PURPOSE. To investigate the alterations in gene expression when human retinal pigment epithelial (RPE) cells in culture are treated with vitreous as a model for the changes that occur,in proliferative vitreoretinopathy. METHODS. Human RPE cells were cultured with or without human vitreous or Collagen. RNA was extracted and reverse transcribed. The RNAs expressed were compared by using DNA macroarrays. Messenger RNA levels were also measured using real-time reverse transcription polymerase chain reaction. Protein expression was examined by immunoblot analysis.

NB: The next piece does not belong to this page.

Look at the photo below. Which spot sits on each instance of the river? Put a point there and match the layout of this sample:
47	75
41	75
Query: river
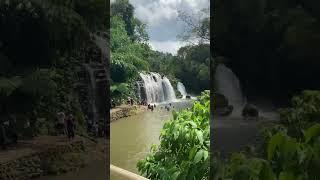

Immunoassays were used to determine levels of prostaglandin E-2. RESULTS. Vitreous treatment of RPE cells resulted in increased expression of two critical enzymes in the synthesis of prostaglandin E-2: membrane-associated prostaglandin E-synthase (mPGES) and cyclooxygenase (COX)-2. Increased levels of mPGES RNA and protein were still present at 48 hours of treatment, but the increase in COX-2 mRNA and protein was transient. The increase in the expression of mPGES was associated with an increase in the production of prostaglandin E-2 that was observed at 12 and 24 hours of treatment but not at 48 hours. Treatment with 100 mug Collagen I per ml medium did not cause increased expression of mPGES and COX-2, even though both Collagen- and vitreous-treatment caused a morphologic change in the RPE cells to a more fibroblast-like phenotype. CONCLUSIONS. Treatment of human RPE cells with vitreous induces changes in gene expression that are indicative of an inflammatory response.